SriLankan’s flagship A330-300 aircraft fly 297 passengers in two cabins. The economy class cabin accommodates 269 passengers, almost all in a 2-4-2 configuration. At the rear of the cabin are several rows featuring a 2-3-2 configuration.

“The legroom for this seat was normal for an international flight. The window for this seat was just next to my head and right behind the seat in front of me,” on passenger posted on SeatGuru. “When reclined, this allowed me to rest my head comfortably. Overall, the service was good, the IFE was great, and the seat was relatively comfortable.”

SriLankan Airlines will use A330-300s on its Moscow flights. Photo: Mark Harkin via Wikimedia
Sri Lankan A330
Andy Mitchell, flickr

SriLankan Airlines has high hopes for its Moscow flights

Towards the front of the aircraft is SriLankan’s luxe business class. There are 28 seats in this cabin in a 1-2-1 configuration, although the rows don’t precisely align. Passengers will find all the usual long-haul business class creature comforts – lie-flat seats, direct aisle access, and hospitable Sri Lankan service.

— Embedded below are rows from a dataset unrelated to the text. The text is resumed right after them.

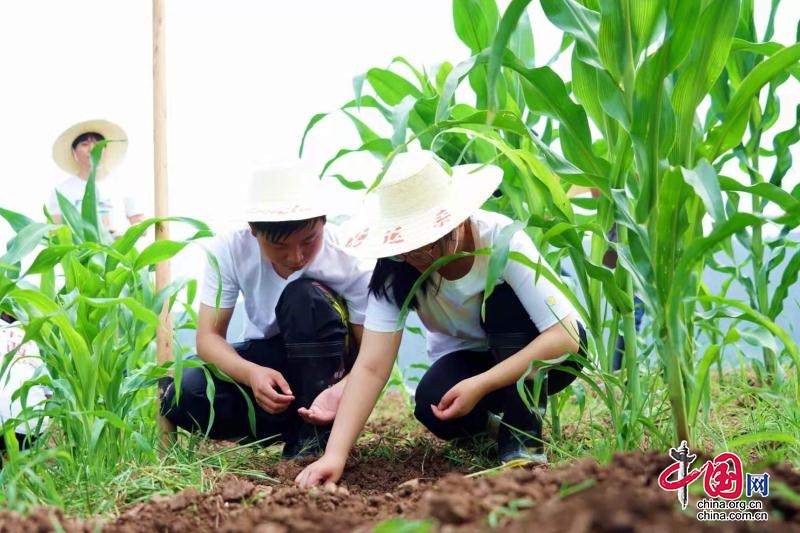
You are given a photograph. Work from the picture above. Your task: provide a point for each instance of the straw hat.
(417, 202)
(112, 154)
(288, 191)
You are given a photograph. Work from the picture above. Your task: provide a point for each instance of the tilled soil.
(424, 483)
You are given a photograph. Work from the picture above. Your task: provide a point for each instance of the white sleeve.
(545, 303)
(356, 292)
(52, 203)
(132, 206)
(382, 315)
(131, 198)
(230, 287)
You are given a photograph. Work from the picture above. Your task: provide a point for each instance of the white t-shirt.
(244, 270)
(452, 316)
(115, 201)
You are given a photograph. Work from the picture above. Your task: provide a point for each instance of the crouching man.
(304, 304)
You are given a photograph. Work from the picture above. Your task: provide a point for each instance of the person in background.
(421, 212)
(117, 206)
(304, 301)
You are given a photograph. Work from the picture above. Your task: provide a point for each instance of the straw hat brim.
(113, 153)
(282, 213)
(373, 234)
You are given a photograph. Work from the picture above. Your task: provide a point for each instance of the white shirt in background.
(115, 200)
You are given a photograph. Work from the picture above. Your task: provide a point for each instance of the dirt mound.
(585, 496)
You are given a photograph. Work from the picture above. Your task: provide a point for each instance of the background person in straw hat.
(304, 300)
(419, 213)
(116, 205)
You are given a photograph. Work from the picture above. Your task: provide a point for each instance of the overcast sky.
(244, 78)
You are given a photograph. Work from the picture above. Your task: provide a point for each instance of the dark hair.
(278, 231)
(89, 135)
(393, 280)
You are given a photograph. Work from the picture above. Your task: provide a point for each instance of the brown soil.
(423, 482)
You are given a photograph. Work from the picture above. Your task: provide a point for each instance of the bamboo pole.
(163, 273)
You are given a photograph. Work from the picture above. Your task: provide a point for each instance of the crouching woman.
(420, 212)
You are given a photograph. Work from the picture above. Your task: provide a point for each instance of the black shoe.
(309, 441)
(514, 445)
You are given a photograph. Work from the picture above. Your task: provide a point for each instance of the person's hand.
(323, 410)
(323, 471)
(459, 400)
(271, 390)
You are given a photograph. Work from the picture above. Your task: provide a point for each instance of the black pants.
(509, 328)
(312, 352)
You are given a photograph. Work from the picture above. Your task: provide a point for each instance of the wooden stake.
(163, 274)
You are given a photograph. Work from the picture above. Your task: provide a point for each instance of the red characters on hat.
(355, 241)
(393, 236)
(442, 216)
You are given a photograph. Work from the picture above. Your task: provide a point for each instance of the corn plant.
(89, 303)
(655, 107)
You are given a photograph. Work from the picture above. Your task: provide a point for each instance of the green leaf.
(157, 252)
(781, 292)
(782, 143)
(767, 191)
(730, 132)
(391, 87)
(510, 21)
(400, 119)
(49, 257)
(25, 242)
(352, 185)
(546, 93)
(580, 22)
(139, 311)
(475, 22)
(707, 58)
(311, 123)
(703, 179)
(378, 147)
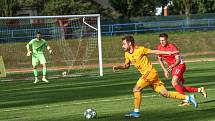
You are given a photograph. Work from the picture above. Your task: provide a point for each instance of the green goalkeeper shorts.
(38, 59)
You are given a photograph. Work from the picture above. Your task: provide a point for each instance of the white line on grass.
(84, 102)
(78, 103)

“SriLankan Airlines is resuming flights to the Russian capital after a break of six years,” says Dimuthu Tennakoon, SriLankan Airlines Head of Worldwide Sales and Distribution. He says the resuming flights target leisure travelers and the student market. Airports at both ends of the flight offer convenient connections throughout the nearby regions.

“This operation would offer a new and easy travel path in connecting the Russian Federation and surrounding countries,” says SriLankan Airlines CEO Vipula Gunatilleka.

Before the 2019 travel crunch, Sri Lanka was a small but fast-growing hotspot for Russian tourists. While SriLankan Airlines had exited the market, Russian airlines went on to replace the capacity. In 2019, 86,549 Russian tourists visited Sri Lanka, a 34% increase from the previous year. Aeroflot Group subsidiary Rossiya Airlines moved onto the Moscow – Colombo route in 2018 and was operating 44 flights per month by the end of 2019.

Much of SriLankan’s long-haul flying is now underpinned by cargo. Photo: Getty Images

Cargo helps SriLankan rebuild its long-haul network

SriLankan exited Moscow in 2015, citing underperformance. At the same time, SriLankan Airlines ended service to several other long-haul destinations. The airline’s long-haul network was further trimmed last year due to border closures and declining long-haul passenger demand.

Like many other airlines, cargo has since proved a bright spot for SriLankan Airlines, helping to underpin many of its surviving long-haul flights. Cargo has also encouraged SriLankan to expand and gradually rebuild its network. Cargo may be one of the reasons why SriLankan Airlines is having another go on the Moscow route.